Employers across the country should dust off their background check policies and forms and be mindful of recent developments related to the federal Fair Credit Reporting Act (FCRA).
FCRA mandates specific, technical steps for employers using consumer reports to make employment decisions, including hiring, retention, promotion or reassignment. While many employers are familiar with the importance of following FCRA requirements, actual compliance with the law can be tedious and challenging. As the law continues to evolve, employers should be aware of recent updates to the model federal form for consumer rights and recent guidance from a California federal court related to the "stand-alone" disclosure and authorization requirement.
Updated "Summary of Your Rights under the Fair Credit Reporting Act"
Those familiar with the background check process understand that FCRA requires employers to disclose to candidates that consumer reports may be used for employment decisions and to obtain authorization in order to obtain such reports. If the employer relies on information from a consumer report to take an adverse employment action, the employer must provide the candidate with a copy of the report and a copy of his or her FCRA rights before taking such action.
The Consumer Financial Protection Bureau (CFBP) just released a new standard form "Summary of Your Rights Under the Fair Credit Reporting Act" that must be used starting September 21, 2018. This revised form includes new language to notify consumers of their rights regarding security freezes, as mandated by the Economic Growth, Regulatory Relief, and Consumer Protection Act, passed in May 2018. Specifically, where a consumer initiates a security freeze, a consumer reporting agency may not release information in a credit report without the consumer's express authorization. The security freeze is further designed to prevent potential lenders from providing access the consumer's credit report or opening accounts in the consumer's name.
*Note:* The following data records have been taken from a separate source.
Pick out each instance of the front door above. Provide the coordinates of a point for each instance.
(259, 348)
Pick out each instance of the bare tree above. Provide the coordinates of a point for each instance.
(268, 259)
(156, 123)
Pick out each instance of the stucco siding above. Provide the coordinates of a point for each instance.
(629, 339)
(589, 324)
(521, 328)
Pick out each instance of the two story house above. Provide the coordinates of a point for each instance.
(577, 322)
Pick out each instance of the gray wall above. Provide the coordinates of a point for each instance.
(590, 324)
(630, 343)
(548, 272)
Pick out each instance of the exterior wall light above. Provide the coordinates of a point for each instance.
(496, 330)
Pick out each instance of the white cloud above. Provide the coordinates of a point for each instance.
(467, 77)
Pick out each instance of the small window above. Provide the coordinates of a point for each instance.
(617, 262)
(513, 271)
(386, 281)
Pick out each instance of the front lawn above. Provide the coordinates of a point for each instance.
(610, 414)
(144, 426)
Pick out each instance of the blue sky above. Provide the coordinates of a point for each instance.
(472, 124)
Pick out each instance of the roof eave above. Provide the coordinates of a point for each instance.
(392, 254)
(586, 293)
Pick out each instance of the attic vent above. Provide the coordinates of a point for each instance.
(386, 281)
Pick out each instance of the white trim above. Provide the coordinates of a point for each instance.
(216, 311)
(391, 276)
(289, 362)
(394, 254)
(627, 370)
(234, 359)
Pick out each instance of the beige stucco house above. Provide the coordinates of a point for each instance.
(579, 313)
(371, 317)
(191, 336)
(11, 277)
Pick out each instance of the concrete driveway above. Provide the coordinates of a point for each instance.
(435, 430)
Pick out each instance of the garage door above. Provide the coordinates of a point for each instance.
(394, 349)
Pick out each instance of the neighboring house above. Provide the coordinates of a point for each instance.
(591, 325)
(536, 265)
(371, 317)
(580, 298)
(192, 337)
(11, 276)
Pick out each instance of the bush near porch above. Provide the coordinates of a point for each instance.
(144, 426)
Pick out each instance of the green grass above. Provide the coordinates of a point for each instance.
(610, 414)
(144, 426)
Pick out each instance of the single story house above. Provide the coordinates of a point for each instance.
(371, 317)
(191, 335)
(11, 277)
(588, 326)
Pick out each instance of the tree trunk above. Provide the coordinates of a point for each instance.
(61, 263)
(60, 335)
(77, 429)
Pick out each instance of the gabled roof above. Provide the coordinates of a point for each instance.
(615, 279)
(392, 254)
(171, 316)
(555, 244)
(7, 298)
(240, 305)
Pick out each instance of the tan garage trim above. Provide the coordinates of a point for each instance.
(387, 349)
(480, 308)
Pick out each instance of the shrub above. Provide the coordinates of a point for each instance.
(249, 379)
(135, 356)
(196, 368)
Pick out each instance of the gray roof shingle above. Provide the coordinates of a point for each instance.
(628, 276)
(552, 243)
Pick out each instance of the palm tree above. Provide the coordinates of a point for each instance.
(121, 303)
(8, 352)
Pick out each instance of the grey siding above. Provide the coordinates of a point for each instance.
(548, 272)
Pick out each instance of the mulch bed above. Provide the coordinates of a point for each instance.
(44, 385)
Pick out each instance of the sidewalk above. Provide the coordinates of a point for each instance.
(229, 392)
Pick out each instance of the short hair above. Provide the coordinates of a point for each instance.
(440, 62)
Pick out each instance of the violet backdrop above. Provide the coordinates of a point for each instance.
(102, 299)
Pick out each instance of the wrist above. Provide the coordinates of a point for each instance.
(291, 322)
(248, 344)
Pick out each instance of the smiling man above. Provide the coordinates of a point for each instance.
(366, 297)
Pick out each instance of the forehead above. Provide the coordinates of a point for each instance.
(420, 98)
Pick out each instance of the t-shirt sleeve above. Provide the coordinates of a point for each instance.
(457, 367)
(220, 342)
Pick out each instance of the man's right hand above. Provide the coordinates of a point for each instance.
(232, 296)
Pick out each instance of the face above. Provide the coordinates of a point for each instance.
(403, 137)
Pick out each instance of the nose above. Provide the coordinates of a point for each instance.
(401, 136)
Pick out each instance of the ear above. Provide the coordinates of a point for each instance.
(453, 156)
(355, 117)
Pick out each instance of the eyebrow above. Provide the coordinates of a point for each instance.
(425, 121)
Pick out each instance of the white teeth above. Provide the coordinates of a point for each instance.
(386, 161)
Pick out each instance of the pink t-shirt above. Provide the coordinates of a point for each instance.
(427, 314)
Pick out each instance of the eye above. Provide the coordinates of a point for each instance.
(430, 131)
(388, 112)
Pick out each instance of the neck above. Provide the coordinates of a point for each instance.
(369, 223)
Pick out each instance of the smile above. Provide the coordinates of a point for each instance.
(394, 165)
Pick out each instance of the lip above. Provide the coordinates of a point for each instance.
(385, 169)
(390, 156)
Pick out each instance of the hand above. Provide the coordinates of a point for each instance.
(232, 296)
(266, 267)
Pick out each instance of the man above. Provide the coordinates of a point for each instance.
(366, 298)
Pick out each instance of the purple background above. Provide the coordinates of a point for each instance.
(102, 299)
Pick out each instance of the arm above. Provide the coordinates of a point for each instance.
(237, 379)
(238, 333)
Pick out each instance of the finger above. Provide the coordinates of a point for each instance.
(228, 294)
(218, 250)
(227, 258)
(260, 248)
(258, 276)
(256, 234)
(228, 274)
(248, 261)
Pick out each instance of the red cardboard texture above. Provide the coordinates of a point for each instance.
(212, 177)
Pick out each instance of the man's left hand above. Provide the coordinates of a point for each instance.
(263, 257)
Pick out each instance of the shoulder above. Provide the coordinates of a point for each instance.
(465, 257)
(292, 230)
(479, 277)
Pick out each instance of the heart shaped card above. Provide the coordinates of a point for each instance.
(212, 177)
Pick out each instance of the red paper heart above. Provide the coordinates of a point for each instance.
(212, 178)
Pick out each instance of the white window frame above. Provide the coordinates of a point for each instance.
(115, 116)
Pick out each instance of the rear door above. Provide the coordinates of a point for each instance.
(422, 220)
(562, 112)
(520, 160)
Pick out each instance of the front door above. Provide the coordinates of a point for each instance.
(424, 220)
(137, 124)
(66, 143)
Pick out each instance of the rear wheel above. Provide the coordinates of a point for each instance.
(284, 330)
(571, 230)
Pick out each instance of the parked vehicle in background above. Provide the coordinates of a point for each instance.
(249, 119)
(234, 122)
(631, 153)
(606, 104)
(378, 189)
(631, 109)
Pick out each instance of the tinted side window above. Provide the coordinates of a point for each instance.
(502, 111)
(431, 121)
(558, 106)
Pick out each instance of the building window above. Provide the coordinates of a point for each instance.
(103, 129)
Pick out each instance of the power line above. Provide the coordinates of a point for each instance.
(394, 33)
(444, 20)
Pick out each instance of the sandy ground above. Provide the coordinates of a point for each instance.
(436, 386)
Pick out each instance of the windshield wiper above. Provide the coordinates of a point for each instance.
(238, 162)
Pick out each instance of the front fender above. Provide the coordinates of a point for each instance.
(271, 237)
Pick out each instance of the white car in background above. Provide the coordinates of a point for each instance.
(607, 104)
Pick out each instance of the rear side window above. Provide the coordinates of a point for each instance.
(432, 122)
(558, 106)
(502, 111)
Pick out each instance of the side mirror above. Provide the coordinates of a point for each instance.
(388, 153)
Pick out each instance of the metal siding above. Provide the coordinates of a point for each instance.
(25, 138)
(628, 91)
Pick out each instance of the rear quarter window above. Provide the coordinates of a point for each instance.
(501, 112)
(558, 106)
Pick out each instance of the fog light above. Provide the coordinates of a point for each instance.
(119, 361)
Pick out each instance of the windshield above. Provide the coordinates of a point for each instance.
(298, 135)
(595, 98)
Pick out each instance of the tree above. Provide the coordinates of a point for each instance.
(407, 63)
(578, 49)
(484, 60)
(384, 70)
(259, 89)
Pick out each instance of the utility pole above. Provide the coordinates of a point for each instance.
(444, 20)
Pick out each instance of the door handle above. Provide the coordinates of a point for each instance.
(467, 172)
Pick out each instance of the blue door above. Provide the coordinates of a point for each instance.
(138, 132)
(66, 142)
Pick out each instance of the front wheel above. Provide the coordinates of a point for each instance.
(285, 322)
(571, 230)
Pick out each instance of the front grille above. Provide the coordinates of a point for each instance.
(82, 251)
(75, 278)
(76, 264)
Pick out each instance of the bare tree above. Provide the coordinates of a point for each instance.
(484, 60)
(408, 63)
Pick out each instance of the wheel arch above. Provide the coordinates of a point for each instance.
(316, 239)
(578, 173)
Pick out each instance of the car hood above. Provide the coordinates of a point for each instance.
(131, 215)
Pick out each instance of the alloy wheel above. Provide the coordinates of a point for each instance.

A copy of the updated form is available here, and employers should incorporate this form into practice immediately.
Recent Guidance on FRCA "Stand Alone" Disclosure Requirement
FCRA continues to spawn a number of class action complaints against employers for allegedly failing to comply with the law's hyper-technical disclosure and consent requirements before conducting background checks or proceeding with "adverse actions."
Just recently, the Central District of California issued summary judgment in an employer's favor on the issue of how conspicuous the FCRA notice must be in order to obtain proper consent. In Luna v. Hansen & Adkins Auto Transp., Inc., 313 F. Supp. 3d 1151 (C.D. Cal. 2018), a job applicant brought a putative FCRA class action on behalf of 3,0000 applicants, alleging that the employer failed to provide a "clear and conspicuous" disclosure to satisfy FCRA's requirement that notice be provided as a stand-alone document. Specifically, the plaintiff argued that the employer violated FCRA (1) by providing the disclosure as part of an application package containing six other documents, and (2) because the consent form was "buried" at the back of the application packet. The Court disagreed on both arguments, concluding that while the disclosure must be provided separately, nothing in the statute requires it be provided "separate in time from any other documents" and there are no specific "requirements about the form in which the authorization must be presented[.]"
Although appeal to the Ninth Circuit is likely, this ruling provides useful guidance for employers that conduct background checks or otherwise rely on consumer reports in making employment decisions.